Es zeigt sich, dass Leim, der seine Geliebte dann doch noch heiraten kann, tatsächlich ehrbar und sesshaft wird. Den beiden anderen aber ist nicht mit Güte und nicht mit Gewalt beizukommen. Die Szenen im einfachen Volk, deren es einige gibt in diesem Stück, zeichnen sich bereits durch eine durchaus realistische Sicht auf eben dieses aus. Lustig macht sich Nestroy nur über jene, die höher hinaus wollen, als es ihnen zukommt und die dabei ihre geistige Unbedarftheit verraten.

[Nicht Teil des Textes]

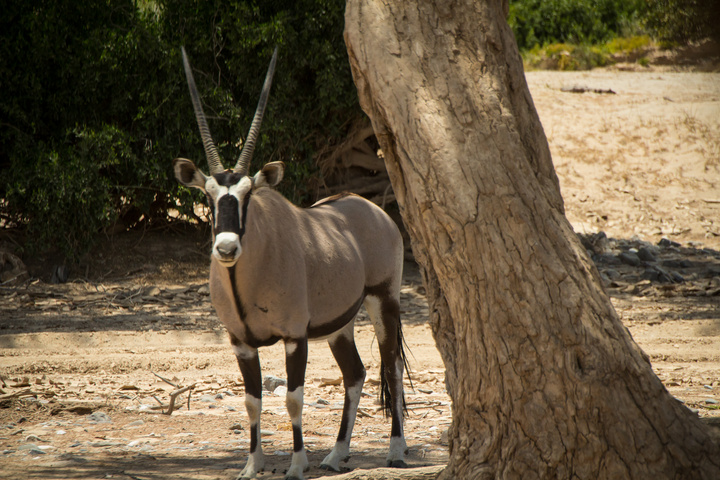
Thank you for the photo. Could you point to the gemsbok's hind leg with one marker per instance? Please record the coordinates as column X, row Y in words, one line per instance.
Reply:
column 384, row 311
column 295, row 365
column 249, row 363
column 345, row 352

Der Schluss des Stücks in der Druckausgabe zeigt in einem Tableau, wie die Fee der Liebe, Amorosa, die schon Leim vor dem Versumpfen gerettet hat, auch die beiden anderen mit einer Frau und einer Stellung als Meister versorgt hat. Man hat das oft als Konzession Nestroys an sein Publikum gesehen. Aber diese Szene wird derart unvermittelt eingeführt, und das Idyll dreier verheirateter Meister derart übertrieben geschildert, dass ich nicht anders kann, als hier eine weitere Parodie Nestroys zu sehen – eben gerade auf die vom Publikum so vehement geforderten glücklichen Enden. Zwirn und Knieriem sind ja keine verzweifelten Gestalten. Sie sind sich ihrer Liederlichkeit durchaus bewusst. Aber: Sie leben ihr Leben und niemand kann oder soll ihnen da hineinreden. Alles andere ist (Theater-)Illusion. Man kann sagen, dass Nestroy schon früh im Hinblick auf eine öffentliche, bürgerliche Moral ein hoffnungsloser Zyniker und Pessimist war. Vielleicht mag ich ihn deshalb.